La "Convention entre la République française et la République fédérale d'Allemagne en vue d'éviter les doubles impositions et d'établir des règles d'assistance administrative et juridique réciproques en matière d'impôt sur le revenu et sur la fortune ainsi qu'en matière de contribution des patentes et de contributions foncières" définit le droit d’imposition dans les situations transfrontalières en fonction des différents types de revenus :

  • Les revenus provenant des biens immobiliers (art. 3)
  • Les bénéfices d'une entreprise (art. 4) 
  • Les revenus provenant de la cession d'une participation dans une société de capitaux (art. 7)
  • Les dividendes (art. 9)
  • Les intérêts et autres produits (art. 10)
  • Les revenus provenant d'une activité libérale (art. 12)
  • Les revenus des artistes, sportifs et professionnels du spectacle  (art. 12)
  • Les revenus provenant d'un travail dépendant (art. 13)
  • Les revenus provenant du secteur public (art. 14)
  • Les redevances liées aux droits d'auteurs (art. 15)
  • La rémunération d'enseignants détachés (Art. 16)
  • Les bourses ou autres allocations pour étudiants et apprentis (art. 17)
  • Autres revenus (art. 18)
Mis à jour le 03.08.2016

Définition du domicile fiscal (art. 2)

Selon la convention fiscale franco-allemande, est résident d’un État contractant toute personne qui, en vertu de la législation dudit État est assujettie à l’impôt dans cet État en raison de son domicile, de sa résidence, de son siège de direction ou de tout autre critère analogue. 

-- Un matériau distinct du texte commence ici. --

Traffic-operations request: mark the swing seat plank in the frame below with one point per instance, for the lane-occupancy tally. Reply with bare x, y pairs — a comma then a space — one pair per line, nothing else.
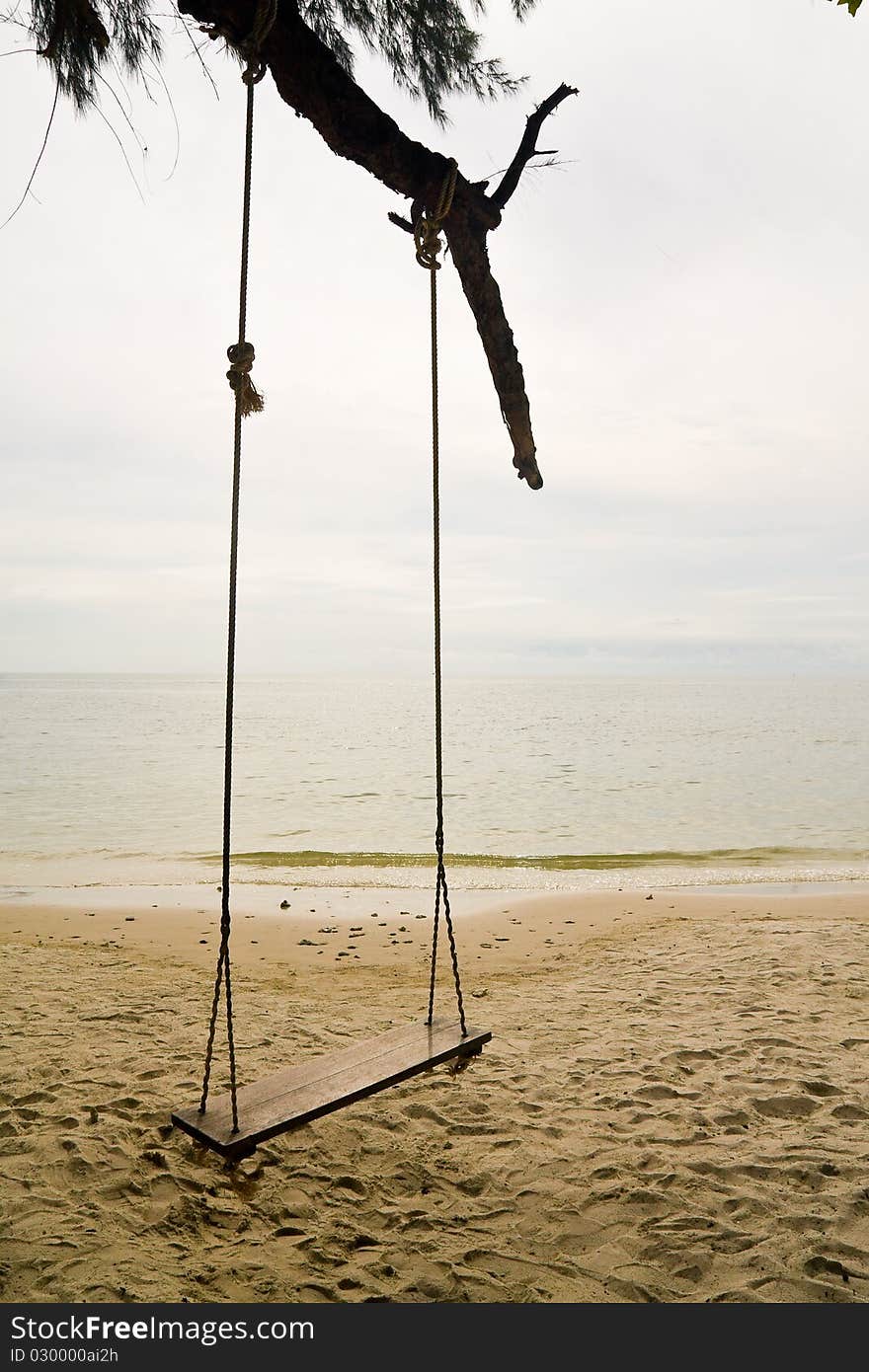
295, 1095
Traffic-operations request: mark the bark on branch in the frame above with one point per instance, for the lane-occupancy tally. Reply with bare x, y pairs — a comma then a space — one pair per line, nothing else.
310, 81
527, 147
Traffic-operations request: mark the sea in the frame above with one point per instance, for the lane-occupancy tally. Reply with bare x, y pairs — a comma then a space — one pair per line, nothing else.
558, 784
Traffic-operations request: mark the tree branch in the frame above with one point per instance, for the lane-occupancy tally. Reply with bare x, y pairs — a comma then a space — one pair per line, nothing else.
310, 80
527, 146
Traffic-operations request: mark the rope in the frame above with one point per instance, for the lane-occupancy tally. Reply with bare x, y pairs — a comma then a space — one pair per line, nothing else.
428, 239
247, 401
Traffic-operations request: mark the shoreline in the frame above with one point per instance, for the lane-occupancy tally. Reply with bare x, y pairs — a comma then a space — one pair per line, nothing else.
674, 1105
386, 926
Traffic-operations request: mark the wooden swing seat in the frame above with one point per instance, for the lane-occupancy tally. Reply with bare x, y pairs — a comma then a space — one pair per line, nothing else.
294, 1095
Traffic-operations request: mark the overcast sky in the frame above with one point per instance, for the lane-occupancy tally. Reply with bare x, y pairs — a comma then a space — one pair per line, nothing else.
689, 295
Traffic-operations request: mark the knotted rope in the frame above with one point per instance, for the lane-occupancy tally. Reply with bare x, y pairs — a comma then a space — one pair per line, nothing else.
247, 401
428, 239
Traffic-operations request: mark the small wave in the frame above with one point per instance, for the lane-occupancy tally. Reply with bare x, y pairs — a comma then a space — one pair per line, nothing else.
553, 862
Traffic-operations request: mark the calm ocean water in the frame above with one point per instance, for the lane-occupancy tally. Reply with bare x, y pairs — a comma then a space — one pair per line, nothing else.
559, 782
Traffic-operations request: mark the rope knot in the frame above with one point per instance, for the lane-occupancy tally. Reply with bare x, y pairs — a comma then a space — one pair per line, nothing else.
240, 362
428, 231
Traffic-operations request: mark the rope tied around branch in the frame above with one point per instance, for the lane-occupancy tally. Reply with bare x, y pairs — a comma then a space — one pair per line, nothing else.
428, 229
247, 401
428, 239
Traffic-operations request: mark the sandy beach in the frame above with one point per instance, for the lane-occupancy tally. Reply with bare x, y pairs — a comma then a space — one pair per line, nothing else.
674, 1105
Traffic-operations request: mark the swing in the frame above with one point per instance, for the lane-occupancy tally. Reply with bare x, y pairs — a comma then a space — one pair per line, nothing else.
235, 1124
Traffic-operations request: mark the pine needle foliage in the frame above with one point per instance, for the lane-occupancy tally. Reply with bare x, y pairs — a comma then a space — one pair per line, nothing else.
77, 38
430, 45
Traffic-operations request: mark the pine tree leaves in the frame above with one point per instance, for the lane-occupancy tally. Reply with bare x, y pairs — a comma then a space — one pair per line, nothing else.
77, 36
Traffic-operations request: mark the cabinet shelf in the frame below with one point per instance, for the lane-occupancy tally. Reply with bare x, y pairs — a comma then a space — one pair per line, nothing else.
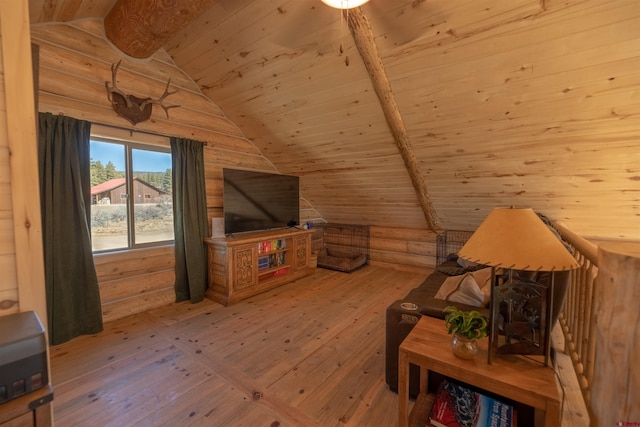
245, 265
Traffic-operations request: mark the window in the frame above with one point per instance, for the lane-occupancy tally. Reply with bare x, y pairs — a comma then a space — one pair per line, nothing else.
131, 194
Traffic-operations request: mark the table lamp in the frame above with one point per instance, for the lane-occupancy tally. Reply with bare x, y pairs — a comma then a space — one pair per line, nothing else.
519, 242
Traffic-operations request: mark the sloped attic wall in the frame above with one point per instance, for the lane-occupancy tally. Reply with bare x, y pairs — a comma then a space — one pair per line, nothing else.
75, 61
513, 102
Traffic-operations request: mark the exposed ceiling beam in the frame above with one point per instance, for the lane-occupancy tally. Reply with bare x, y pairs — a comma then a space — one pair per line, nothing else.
140, 27
365, 42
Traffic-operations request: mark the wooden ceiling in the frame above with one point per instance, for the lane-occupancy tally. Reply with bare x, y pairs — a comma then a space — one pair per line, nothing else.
504, 102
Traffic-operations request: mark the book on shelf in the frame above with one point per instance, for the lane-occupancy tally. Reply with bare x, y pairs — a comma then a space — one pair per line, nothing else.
458, 406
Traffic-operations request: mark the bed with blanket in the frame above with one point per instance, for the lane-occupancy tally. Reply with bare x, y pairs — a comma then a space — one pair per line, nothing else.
454, 282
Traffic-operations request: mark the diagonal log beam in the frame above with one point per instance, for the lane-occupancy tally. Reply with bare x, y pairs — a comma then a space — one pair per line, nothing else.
140, 27
363, 37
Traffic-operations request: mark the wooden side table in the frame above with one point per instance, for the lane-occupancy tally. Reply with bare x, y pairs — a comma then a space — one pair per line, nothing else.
31, 409
518, 378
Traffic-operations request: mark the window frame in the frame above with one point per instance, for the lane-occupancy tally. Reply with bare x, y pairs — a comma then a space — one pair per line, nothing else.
132, 140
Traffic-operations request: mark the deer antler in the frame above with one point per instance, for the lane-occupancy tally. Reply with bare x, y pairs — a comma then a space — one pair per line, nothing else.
160, 100
130, 106
114, 86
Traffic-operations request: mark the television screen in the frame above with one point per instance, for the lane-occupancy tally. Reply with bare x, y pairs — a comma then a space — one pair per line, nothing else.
259, 201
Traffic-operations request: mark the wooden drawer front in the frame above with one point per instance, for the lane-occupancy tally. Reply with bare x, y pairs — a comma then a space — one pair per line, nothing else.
302, 252
244, 274
24, 420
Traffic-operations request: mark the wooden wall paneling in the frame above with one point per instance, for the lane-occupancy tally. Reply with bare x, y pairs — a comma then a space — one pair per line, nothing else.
135, 281
404, 248
126, 307
120, 265
616, 329
115, 290
67, 10
21, 142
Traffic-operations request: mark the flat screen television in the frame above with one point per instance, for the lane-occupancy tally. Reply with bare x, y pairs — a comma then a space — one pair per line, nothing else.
255, 201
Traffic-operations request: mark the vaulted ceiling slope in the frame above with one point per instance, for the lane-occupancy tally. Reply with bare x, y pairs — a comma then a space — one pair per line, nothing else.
505, 102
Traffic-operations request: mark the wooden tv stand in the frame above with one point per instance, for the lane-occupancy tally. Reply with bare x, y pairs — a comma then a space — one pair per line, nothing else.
247, 264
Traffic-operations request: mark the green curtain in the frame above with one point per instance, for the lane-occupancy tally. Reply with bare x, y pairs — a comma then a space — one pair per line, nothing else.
73, 297
190, 219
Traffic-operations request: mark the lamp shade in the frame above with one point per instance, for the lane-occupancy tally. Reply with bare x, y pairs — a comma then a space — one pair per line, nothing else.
516, 238
344, 4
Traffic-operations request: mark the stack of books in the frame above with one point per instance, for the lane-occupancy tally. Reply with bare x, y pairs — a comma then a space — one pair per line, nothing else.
458, 406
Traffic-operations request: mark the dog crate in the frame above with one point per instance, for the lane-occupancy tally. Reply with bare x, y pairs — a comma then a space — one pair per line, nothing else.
450, 242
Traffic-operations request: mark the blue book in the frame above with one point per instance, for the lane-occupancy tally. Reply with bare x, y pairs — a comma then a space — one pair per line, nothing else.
458, 406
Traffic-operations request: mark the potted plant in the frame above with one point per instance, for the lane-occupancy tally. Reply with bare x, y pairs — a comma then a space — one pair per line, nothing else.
466, 327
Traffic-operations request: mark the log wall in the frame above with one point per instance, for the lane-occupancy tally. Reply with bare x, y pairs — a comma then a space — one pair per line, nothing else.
21, 260
75, 62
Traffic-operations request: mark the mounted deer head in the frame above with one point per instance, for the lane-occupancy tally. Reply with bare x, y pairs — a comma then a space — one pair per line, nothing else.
130, 107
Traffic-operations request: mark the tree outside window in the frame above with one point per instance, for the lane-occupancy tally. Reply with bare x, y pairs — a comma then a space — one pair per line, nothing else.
131, 195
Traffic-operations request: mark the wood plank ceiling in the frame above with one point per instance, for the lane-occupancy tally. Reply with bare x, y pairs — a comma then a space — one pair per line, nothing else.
509, 102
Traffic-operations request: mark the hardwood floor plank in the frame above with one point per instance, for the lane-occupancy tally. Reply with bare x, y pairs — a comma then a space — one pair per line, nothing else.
310, 353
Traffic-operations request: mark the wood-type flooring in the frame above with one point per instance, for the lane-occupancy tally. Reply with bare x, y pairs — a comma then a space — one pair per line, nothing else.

Si, selon cette définition, une personne est résident des deux États, elle est considérée comme résident de l’État contractant où elle dispose d’un foyer d’habitation permanent

Si elle dispose d’un foyer d’habitation permanent dans chacun des deux États contractants, elle est considérée comme résident de l’État contractant avec lequel ses liens personnels et économiques sont les plus étroits (centre de ses intérêts vitaux).

Si l’État contractant où cette personne a le centre de ses intérêts vitaux ne peut pas être déterminé ou qu’elle ne dispose d’un foyer permanent dans aucun des États contractants, elle est considérée comme résident de l’État contractant où elle séjourne de façon habituelle

Si cette personne séjourne de façon habituelle dans chacun des deux États contractants ou qu’elle ne séjourne de façon habituelle dans aucun d’eux, elle est considérée comme résident de l’État contractant dont elle possède la nationalité

Si cette personne possède la nationalité de chacun des deux États contractants, ou qu’elle ne possède la nationalité d’aucun d’eux, les autorités compétentes des États contractants tranchent la question d’un commun accord.

Mis à jour le 31.03.2016

Les revenus du travail salarié – principe de l’imposition dans le lieu d’exercice de l’activité (art. 13)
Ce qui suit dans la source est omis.